Sébastien Lecornu et Boris Pistorius, ministres français et allemand de la Défense : « Nous devons nous réjouir d’avoir des armées plus fortes »
Dans un rare entretien commun, les deux ministres reviennent pour « Le Monde » sur leurs priorités respectives, dans le contexte de la guerre en Ukraine. Ils reconnaissent notamment une divergence importante sur le bouclier antimissile européen.

Le ministre des armées, Sébastien Lecornu, reçoit son homologue, Boris Pistorius, sur la base aérienne d’Evreux, jeudi 21 septembre, pour relancer le projet franco-allemand de char de combat MGCS (« main ground combat system »). L’occasion d’évoquer les différends en matière de défense qui tendent les relations entre les deux pays.
La presse allemande a évoqué, il y a quelques jours, un nouveau projet européen de char entre Allemands, Espagnols et Italiens, ce qui a provoqué de l’émoi en France. Concurrence-t-il le projet franco-allemand du MGCS, lancé en 2017 et qui semble à l’arrêt ?
Boris Pistorius : Vous avez raison, il existe un projet européen de développement d’un char d’assaut moderne. Mais ce n’est pas un projet lancé par des Etats. Ce sont des entreprises privées de l’industrie de l’armement qui y participent.
Ce projet ne représente donc pas pour nous une alternative au MGCS. Sébastien Lecornu et moi-même sommes déterminés à poursuivre le projet MGCS et à poser ainsi les bases d’un des systèmes blindés le plus moderne au monde. Nos équipes et nous-mêmes, nous retrouvons pour cela très régulièrement et menons des discussions intenses. Notre idée commune est de penser le MGCS comme un projet ouvert de façon que d’autres partenaires membres de l’Union européenne [UE] puissent le rejoindre.

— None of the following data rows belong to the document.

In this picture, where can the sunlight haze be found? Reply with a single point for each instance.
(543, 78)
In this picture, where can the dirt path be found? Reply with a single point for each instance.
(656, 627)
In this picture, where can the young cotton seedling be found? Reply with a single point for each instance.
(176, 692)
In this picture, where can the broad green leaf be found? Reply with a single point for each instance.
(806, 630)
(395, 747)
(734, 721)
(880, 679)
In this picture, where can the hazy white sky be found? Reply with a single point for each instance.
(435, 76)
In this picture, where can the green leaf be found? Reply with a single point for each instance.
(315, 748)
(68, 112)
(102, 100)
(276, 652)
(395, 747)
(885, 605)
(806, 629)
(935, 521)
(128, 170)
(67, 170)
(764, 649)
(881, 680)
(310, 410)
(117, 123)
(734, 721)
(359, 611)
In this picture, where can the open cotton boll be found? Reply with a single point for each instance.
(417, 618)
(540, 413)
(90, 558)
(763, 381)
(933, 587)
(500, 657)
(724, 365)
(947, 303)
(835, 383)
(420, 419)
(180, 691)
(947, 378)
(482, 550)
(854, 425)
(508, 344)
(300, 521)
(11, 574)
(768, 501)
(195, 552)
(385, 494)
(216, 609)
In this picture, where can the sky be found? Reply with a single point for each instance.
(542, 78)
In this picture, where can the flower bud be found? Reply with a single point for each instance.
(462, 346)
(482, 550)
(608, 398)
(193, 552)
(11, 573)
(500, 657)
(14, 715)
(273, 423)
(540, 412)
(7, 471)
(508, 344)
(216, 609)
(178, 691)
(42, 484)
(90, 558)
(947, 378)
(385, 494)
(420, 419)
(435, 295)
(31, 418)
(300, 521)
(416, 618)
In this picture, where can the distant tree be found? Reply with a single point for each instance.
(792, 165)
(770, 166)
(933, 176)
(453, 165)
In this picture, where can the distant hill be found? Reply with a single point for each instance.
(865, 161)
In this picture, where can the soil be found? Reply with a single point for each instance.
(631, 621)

On sent une volonté politique de faire aboutir le MGCS, mais c’est plus compliqué entre l’industriel français Nexter et ses partenaires allemands Rheinmetall et KMW. Comment réussir à les faire s’entendre ?
B. P. : L’industrie de défense se fixe ses propres objectifs. Mais le MGCS est un projet des gouvernements français et allemand. Ce sont donc nos deux gouvernements qui donnent le rythme. Nous décidons ensemble des différentes étapes de sa réalisation. Nous continuerons évidemment à travailler avec les industriels et définirons ensemble les conditions pour ceux qui participent au projet.
Sébastien Lecornu : C’est aux Etats de tenir le cahier des charges, car ce sont eux qui seront clients pour leurs propres armées. Avec Boris Pistorius, nous avons fait un choix méthodologique pragmatique, comme nous l’avions fait pour le lancement du SCAF [avion de combat du futur], qui est de permettre un dialogue entre nos armées de terre pour nous assurer que nous avons bien besoin du même char. Nous parlons d’un char pour les trente, quarante, voire cinquante ans à venir.
Avec le MGCS, nous ne sommes pas seulement sur la succession du Leopard allemand ou du Leclerc français, mais bien sûr la définition d’un système d’armes de nouvelle génération avec des ruptures technologiques importantes. Jeudi, à Evreux, nous validerons politiquement les besoins opérationnels exprimés par les états-majors de nos deux armées. Cela nous permettra de définir ensuite des « piliers » de responsabilité, sur les feux [l’armement du char], sur la connectivité, etc.